By TANIA KARAS
The vacancy rate for Manhattan apartments crept up for the second consecutive month in July, good news for those searching for a new living space. But the accompanying bad news should come as no surprise: average rental rates are at record highs, with no signs of coming down soon.
A report by real-estate firm Citi Habitats shows that Manhattan's inventory increased to 1.2% in July, the highest level since March.
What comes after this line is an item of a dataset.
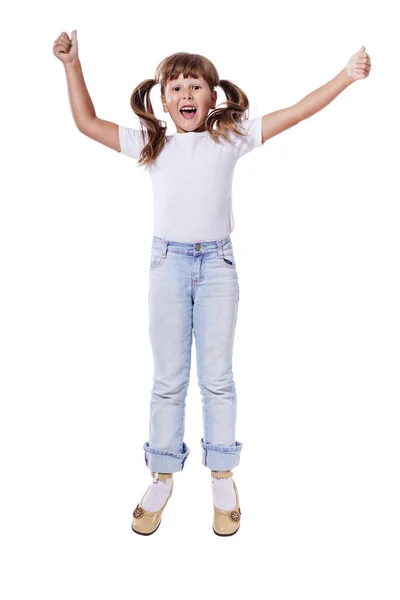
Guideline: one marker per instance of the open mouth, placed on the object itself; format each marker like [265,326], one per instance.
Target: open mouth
[188,113]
In the year-earlier month, the Manhattan vacancy rate was 0.86%.
The latest figure is an unusually high rate for the summer months, traditionally the busiest season for renters on the move, and means apartment seekers have more units to choose from.
But Citi Habitats President Gary Malin said this summer is still a clear "landlord market." The average Manhattan apartment rented for $3,459 in July, an increase of $16 over the previous $3,443 record set in May.
In addition, fewer than 5% of landlords are offering a free month's rent or paying brokers' fees—the kind of incentives that were far more common for renters at the height of the recession.
"We've never been busier than right now," Mr. Malin said. "Demand is still very strong. Prices are getting higher, and incentives for renters have dwindled and gone away."
Douglas Wagner, executive director of leasing for real-estate firm Bond New York, said July through September are the months New Yorkers are likeliest to move, making the 1.2% vacancy rate not far off the mark from what's typical for July.
"I'm not surprised," Mr. Wagner said. "It's a seasonal opening of inventory. If you take a look at the numbers in October, they'll be tighter again."
Mr. Malin attributed the higher vacancy rate to people delaying their move-in dates to save money in a time of increasing rental prices.
People often "will move in a month or two before they start a new job so they can enjoy New York and get set up in a new environment," he said. "This summer they're waiting to move in until they absolutely have to."
That is adding to a rush for housing in the last few weeks of summer, Mr. Malin said, and the Manhattan vacancy rate will likely drop in August due to pent-up demand. This will push some out of Manhattan and into cheaper apartments in other boroughs.
He said that will help create demand in Brooklyn and Queens and spur new housing development there. "It's better for everyone in the long run," Mr. Malin said. "But the truth is, we need more housing."